Le terapie elettriche dirette
Altro sistema è la stimolazione transcranica diretta in corrente costante (TDCS), con elettricità trasmessa alla corteccia per 20-30 minuti attraverso un anodo e un catodo posti sul cranio: ci sono studi sul suo possibile uso contro la depressione o il dolore centrale; è stata proposta anche per la perdita del linguaggio (afasia) in seguito a ictus. Una variante possibile è la terapia elettrica focale (FEAT) con corrente alternata, non ancora sperimentata in studi clinici, che dovrebbe costituire un tipo più focalizzato di terapia elettroconvulsiva. Quanto a quest'ultima, TEC o elettroshock, viene da alcuni riproposta da qualche anno, con modalità molto diverse dal passato e cioè con impulsi meni intensi e più brevi, sotto anestesia e con uso di miorilassanti, per forme gravi quali depressioni maggiori con tentativi di suicidio o associate a psicosi farmaco-resistenti. Sembra però, come visto in un recente studio, che non si riesca a evitare le ricadute, al di là delle altre valutazioni sull'aura di negatività di quest'approccio.
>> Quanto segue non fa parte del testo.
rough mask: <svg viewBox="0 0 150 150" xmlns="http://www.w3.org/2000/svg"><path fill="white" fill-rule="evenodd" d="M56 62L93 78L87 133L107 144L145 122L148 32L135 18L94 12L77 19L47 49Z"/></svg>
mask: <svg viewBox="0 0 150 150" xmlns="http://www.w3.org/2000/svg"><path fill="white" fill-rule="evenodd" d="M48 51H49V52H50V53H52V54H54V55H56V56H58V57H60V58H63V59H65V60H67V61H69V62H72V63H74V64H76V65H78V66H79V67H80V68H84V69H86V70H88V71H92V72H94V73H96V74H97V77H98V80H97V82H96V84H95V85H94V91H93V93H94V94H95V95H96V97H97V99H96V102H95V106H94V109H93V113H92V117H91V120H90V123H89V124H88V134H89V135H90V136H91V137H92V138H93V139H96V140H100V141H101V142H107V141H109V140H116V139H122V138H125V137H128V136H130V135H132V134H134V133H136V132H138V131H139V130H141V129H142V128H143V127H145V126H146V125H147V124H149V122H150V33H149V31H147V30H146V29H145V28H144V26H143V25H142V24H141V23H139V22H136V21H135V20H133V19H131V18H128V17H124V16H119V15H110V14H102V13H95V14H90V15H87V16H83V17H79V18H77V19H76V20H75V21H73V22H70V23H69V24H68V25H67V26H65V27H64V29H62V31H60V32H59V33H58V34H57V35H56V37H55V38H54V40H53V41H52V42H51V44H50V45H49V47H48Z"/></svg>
Tecniche invasive con impianti
Le due principali tecniche invasive sono la stimolazione del nervo vago (VNS) e la stimolazione cerebrale profonda (DBS). La prima è eseguita con una specie di pace-maker impiantato nella parte alta del torace da cui partono gli stimoli per il nervo che attraverso il collo raggiunge il cervello; è utilizzabile nella depressione maggiore resistente, in alcuni tipi di epilessia e forse per alcuni casi di modulazione del dolore. Negli studi sulla depressione sembra meno efficace nelle risposte acute e invece incoraggiante sul long-term di circa un anno, la FDA l'ha infatti approvata per le forme croniche ricorrenti; risultati preliminari di uno studio europeo indicano il 55% di risposte e il 27% di remissione a un anno. La stimolazione cerebrale profonda, infine, è un sistema più invasivo, ma non lesionale come altri precedenti interventi, che richiede l'inserimento mono o bilaterale a livello cerebrale di elettrodi collegati a uno stimolatore impiantato nel torace. E' una tecnica usata usualmente nel Parkinson in stadio avanzato o altri disordini del movimento, con risultati promettenti benché i dati siano ancora molto limitati, ma in sperimentazione anche per la depressione.